Noadia Newfoundland doesn’t need much introduction. He begins with The years in reversewith Goodbye ghosts he is a finalist for the 2019 Strega award. In 2022 he publishes The night tremblesa great success. She is also the author of many children’s books, I’ll mention one: The secret. An authentic jewel. Arrive now at the bookstore with What I know about you (Guanda), a novel of overwhelming strength. The theme is that of madness. Venera, the narrator’s great-grandmother, spent some time in a mental hospital and the writer has never met her, but has dreamed of her for years. She comes to her as if called to tell her her tragic story as a woman. But she won’t be the only one crazy about this Messina “family mythology”.

Family mythology in the new book by Nadia Terranova

And this is the beauty of the novel, a prism that rotates and in which whoever is reflected in it subsumes a bit of the madness of the world. A puzzle book, where if in one piece someone suffers, it’s because in another there is someone who achieves unheard of joys. In short, for us readers a cloak book that will protect us from madness and the loss of love.

«Venera is a character we will not forget. She gives more than one version”.
«Within family stories it is often difficult to establish certainties because they come from decades of omissions, falsifications and forgetfulness, more or less innocent, and then the truth is the one you put together by reconstructing the pieces and then tell yourself to survive. In my case I found documents that denied years of legends that were orally true, almost as if they were fairy tales for posterity.”

A prism of madness

The women of his family are imbued with magic and reticence. Can you tell us about them?
«My grandmother was a sort of secular saint, she had a mystical relationship with religion, she was not afraid of sacrifice and never forgot to pray to her dead, her ancestors, her husband and above all her daughter who had died very young, a laceration atrocious. His mother had been committed to a mental hospital for a serious form of depression, and her story is the one that takes up the most space in the book, when I deal with this matrilineal thread. She was in turn the daughter of a woman with witchy features, a nineteenth-century embroiderer who had been unable to have children for a long time. And then there is my mother, who chose to ignore the magical aspect of our family, and my daughter, who is instead a little fairy.”

Nadia Terranova is the author of the book “What I know about you” (Photo by Leonardo Cendamo/Getty Images)

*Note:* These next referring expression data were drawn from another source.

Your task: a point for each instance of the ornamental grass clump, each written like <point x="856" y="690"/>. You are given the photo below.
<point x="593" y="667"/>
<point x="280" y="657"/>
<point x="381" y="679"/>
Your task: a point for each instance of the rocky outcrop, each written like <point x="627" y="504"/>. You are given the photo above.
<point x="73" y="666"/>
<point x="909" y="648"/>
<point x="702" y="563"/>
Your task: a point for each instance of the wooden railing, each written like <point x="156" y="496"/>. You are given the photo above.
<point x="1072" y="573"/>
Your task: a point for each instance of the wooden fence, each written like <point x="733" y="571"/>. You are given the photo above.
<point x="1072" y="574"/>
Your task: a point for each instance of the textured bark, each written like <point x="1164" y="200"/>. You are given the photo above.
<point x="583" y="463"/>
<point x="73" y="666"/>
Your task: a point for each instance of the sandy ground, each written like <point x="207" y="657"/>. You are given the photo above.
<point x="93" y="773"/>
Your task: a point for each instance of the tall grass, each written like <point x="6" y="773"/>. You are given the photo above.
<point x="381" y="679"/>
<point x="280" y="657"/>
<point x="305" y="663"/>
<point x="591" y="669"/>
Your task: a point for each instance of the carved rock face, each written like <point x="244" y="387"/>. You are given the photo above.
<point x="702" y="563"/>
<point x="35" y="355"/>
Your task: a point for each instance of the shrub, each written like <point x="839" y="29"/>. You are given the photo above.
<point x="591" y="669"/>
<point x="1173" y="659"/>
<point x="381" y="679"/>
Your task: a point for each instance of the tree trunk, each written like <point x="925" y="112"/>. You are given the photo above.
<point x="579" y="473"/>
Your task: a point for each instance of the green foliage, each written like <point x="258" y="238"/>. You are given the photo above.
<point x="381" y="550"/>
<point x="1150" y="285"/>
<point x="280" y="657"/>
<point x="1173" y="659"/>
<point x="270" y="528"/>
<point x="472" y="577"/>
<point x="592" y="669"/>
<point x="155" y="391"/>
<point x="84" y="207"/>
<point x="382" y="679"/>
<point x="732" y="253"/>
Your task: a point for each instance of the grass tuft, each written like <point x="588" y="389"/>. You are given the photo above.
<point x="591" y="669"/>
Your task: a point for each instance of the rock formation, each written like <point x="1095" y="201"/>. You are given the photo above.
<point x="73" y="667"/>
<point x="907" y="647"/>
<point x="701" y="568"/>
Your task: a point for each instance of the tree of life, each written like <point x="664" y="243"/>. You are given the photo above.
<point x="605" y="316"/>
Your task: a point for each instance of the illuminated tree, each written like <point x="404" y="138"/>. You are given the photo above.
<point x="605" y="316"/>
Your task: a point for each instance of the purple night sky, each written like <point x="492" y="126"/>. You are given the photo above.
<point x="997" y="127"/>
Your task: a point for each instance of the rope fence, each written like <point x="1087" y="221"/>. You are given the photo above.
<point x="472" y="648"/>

Extraordinary male figures

There is no shortage of extraordinary male figures. From the vilified grenadier great-grandfather, to the narrator’s father and the mother’s second husband. Can it be said that here patriarchy and matriarchy merge?
«The balance of power of southern families has unclear shadows and nuances. The fathers in my story sometimes get lost, they often make mistakes and induce tenderness, they are basically good figures, but terrible underground emotional blackmail can also be built on that tenderness, very strong social pressures with respect to the roles, to the archetypes of masculine and feminine that society identifies as such in a way that can nail and suffocate.

There is not only one truth

Madness is a strong theme. But there isn’t just one. And the narrated voice (hers) fears and challenges her. «Pirandello reminds us that there is not only one truth and that this awareness can lead to loneliness and madness. I am very influenced by the lesson of the Greeks, usually in the classical world those who know the truth lose their sight: you need darkness to see, fortune tellers are blind. This book immerses itself in darkness, so that while I was writing it I felt that the stories I had always known changed shape under my fingers, other lights illuminated the truths I had inherited from family legends.”

The cover of the writer’s new book

Motherhood against the evils of the world

We talk a lot about motherhood. But here it is turned into a powerful weapon against the evils of the world. What is being a mother like for you?
«An experience of incredible, ancestral, primordial strength. An upheaval that occupies every part of the body and has given me new lenses, which have changed my life and my writing. I am grateful to my daughter, a joyful, curious little girl, for the joy she brings me every day in crossing the world together, and for the questions that her presence leads me to ask on an ethical and existential level. She arrived when I was forty, a moment in which I thought I had already achieved some certainties, but instead she crumbles them and brings me new questions.”

The man who knew how to love

There is also another male figure of great importance. I would define her as the man who knew how to love. Who should you have children with?
«With good, and possibly intelligent, men. You can disagree, you can discuss, even argue, but if you have respect and trust, relationships hold up and fatherhood is another great adventure to observe and talk about.”

Writing for Nadia Terranova as exorcism

His novel encourages meditation even when surrounded by fireworks. Is this how he averted his madness and that of his readers?
«The Neapolitan writer Fabrizia Ramondino, at a certain point in her life, spent a period of time in the Women’s Mental Health Center in Trieste, to tell the stories of the patients. Perhaps he also did it to exorcise his imbalances, and he made a very beautiful book out of it which I consulted while I was writing. And maybe yes, I was also looking for my own path, which is always looking words in the eyes, even the hardest ones, and never running away from living them in my own way.